Al riguardo si chiede di confermare che:
- Il possesso della certificazione MDR, laddove prevista, della piattaforma oggetto di implementazione non sia un requisito di partecipazione ad un Appalto Specifico o di risposta ad un Ordinativo di Fornitura, bensì debba essere conseguito in corso di esecuzione progettuale ed entro la verifica di conformità del software propedeutica alla rispettiva messa in esercizio. Ciò anche in considerazione del fatto che sia nel caso di adozione di una soluzione di mercato sia nel caso di realizzazione ad hoc, la messa in esercizio della piattaforma oggetto di implementazione necessita in generale di personalizzazioni ed integrazioni rispetto al contesto del singolo progetto che implicherebbe comunque l’attivazione di un processo di certificazione specifico.
- Nel caso la proprietà della piattaforma oggetto di implementazione sia della singola Amministrazione aderente
all’AQ e non del Fornitore, anche nei rispettivi codici sorgenti, la responsabilità del conseguimento della certificazione MDR sia dell’Amministrazione aderente medesima, che essendone il Titolare è identificabile a norma del regolamento MDR come il Fabbricante della piattaforma stessa, fermo restando l’impegno del Fornitore a rispettare i requisiti minimi previsti dal regolamento MDR nel processo di produzione del software.
Risposta
Risposta al quesito 1) nel caso di Applati Specifici il requisito di certificazione MDR è demandato dall’Amministrazione contraente, solo nel caso di acquisizione di una soluzione di mercato tramite i servizi accessori, in altri casi come ad esempio per l’Ordinativo di Fornitura (Ordine Diretto) la certificazione non potrà mai essere un requisito di partecipazione ma dovrà essere conseguito in corso di esecuzione progettuale ed entro la verifica di conformità del software propedeutica alla rispettiva messa in esercizio. Risposta al quesito 2) si conferma
La risposta al secondo quesito della domanda afferma il principio che, per Consip, è l’amministrazione che diventa responsabile per il conseguimento della certificazione MDR in quanto titolare e quindi fabbricante della piattaforma software. Ma può un’amministrazione assumere questo ruolo? Possiede i requisiti che ne derivano? È disponibile ad assumersi questa responsabilità?

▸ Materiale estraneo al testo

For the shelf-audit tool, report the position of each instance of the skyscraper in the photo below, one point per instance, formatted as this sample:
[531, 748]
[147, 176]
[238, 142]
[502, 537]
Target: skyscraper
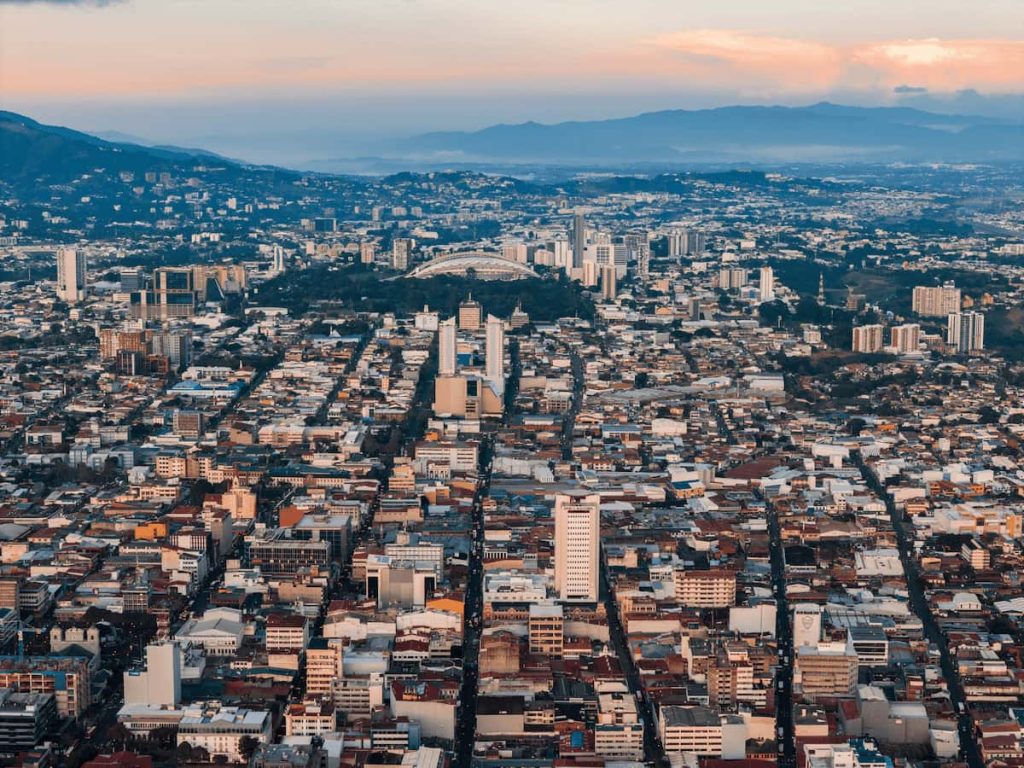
[966, 332]
[579, 240]
[905, 338]
[867, 339]
[368, 253]
[401, 251]
[608, 288]
[936, 301]
[280, 265]
[578, 525]
[495, 368]
[766, 286]
[71, 274]
[446, 354]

Il merito di questa risposta è di aver chiarito che non è possibile “avere la botte piena e la moglie ubriaca”. Il software è un prodotto oppure un servizio che va scelto con attenzione, non un semilavorato che si adatta alle proprie esigenze diventandone poi i proprietari. Non è così che si evita il lock-in o che si risparmia. Quanti casi ci sono di gestione con successo e convenienza di un software complesso da parte di terzi e non dello stesso fornitore che l’ha sviluppato (escludendo software di base)?

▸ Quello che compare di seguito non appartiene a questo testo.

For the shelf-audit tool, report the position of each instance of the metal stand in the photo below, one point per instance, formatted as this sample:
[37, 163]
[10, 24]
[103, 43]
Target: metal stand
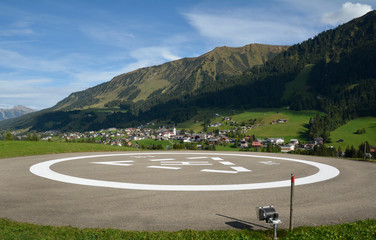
[275, 223]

Il lock-in si può evitare o ridurre adottando architetture realmente a micro-servizi, scegliendo software ad elevata capacità di configurazione e parametrizzazione, disaccoppiando i diversi livelli logici, adottando formati standard per la persistenza e l’accesso ai dati (ad es. HL7 FHIR oppure, meglio ancora, openEHR).
Lasciamo i codici sorgenti a chi, per mestiere, li sviluppa e li evolve nel tempo.

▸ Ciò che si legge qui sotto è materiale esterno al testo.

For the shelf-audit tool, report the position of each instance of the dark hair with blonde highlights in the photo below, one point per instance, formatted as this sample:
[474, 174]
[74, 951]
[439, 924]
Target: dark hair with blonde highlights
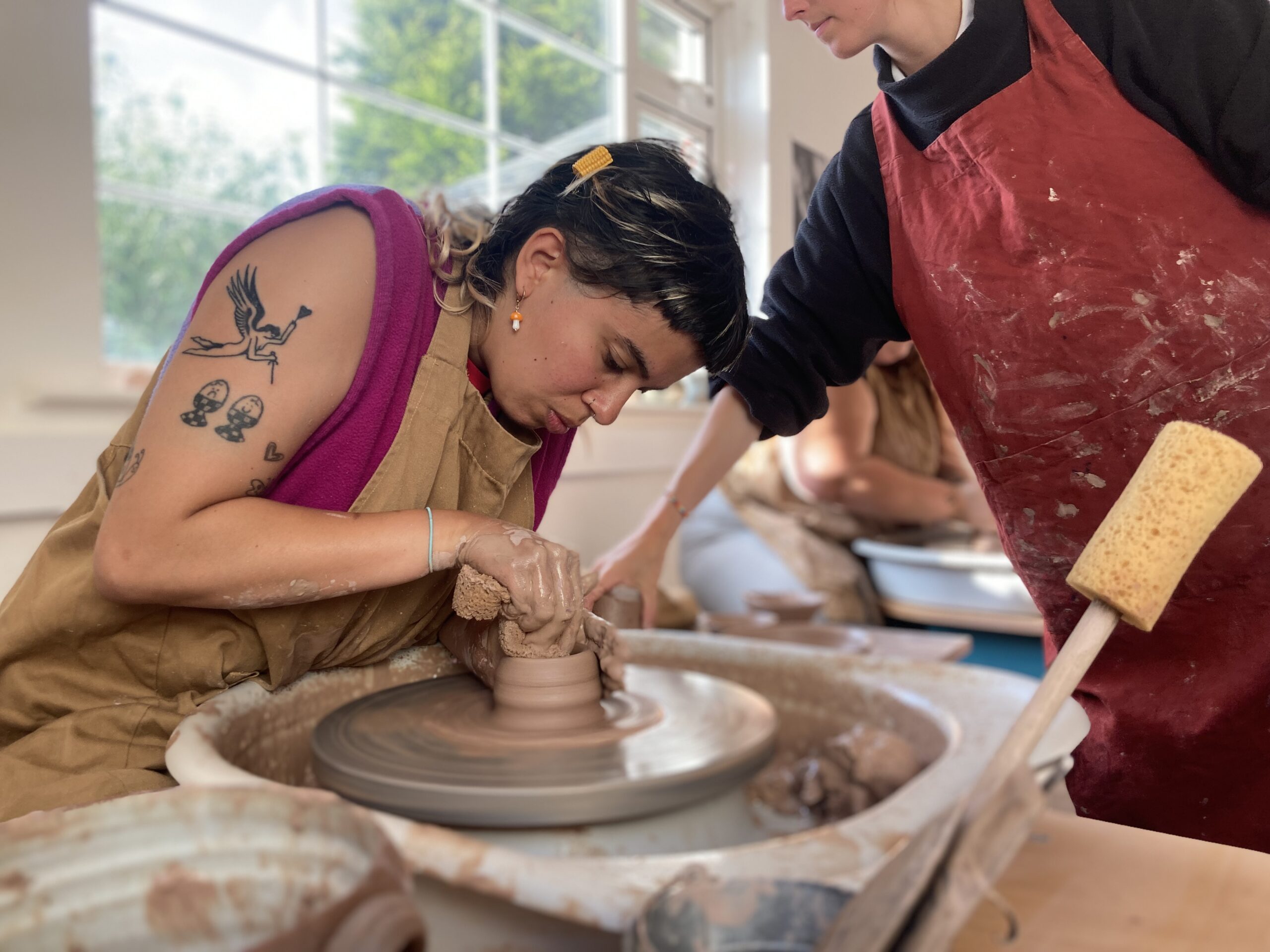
[642, 228]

Il settore sanitario si trova di fronte a varie sfide di integrazione, e in diversi casi tecnologie e sistemi di fornitori diversi possono dover cooperare. Le organizzazioni sanitarie si trovano costrette a ricorrere spesso a soluzioni di integrazione e controllo, basate su software adattati. Ad esempio nelle moderne sale operatorie, oppure nelle piattaforme IT dedicate al monitoraggio di differenti apparecchiature diagnostiche complesse. In queste circostanze, le organizzazioni sanitarie sono costrette a livelli applicativi “custom”, e non sempre possono impiegare app software senza apportare dei necessari adattamenti.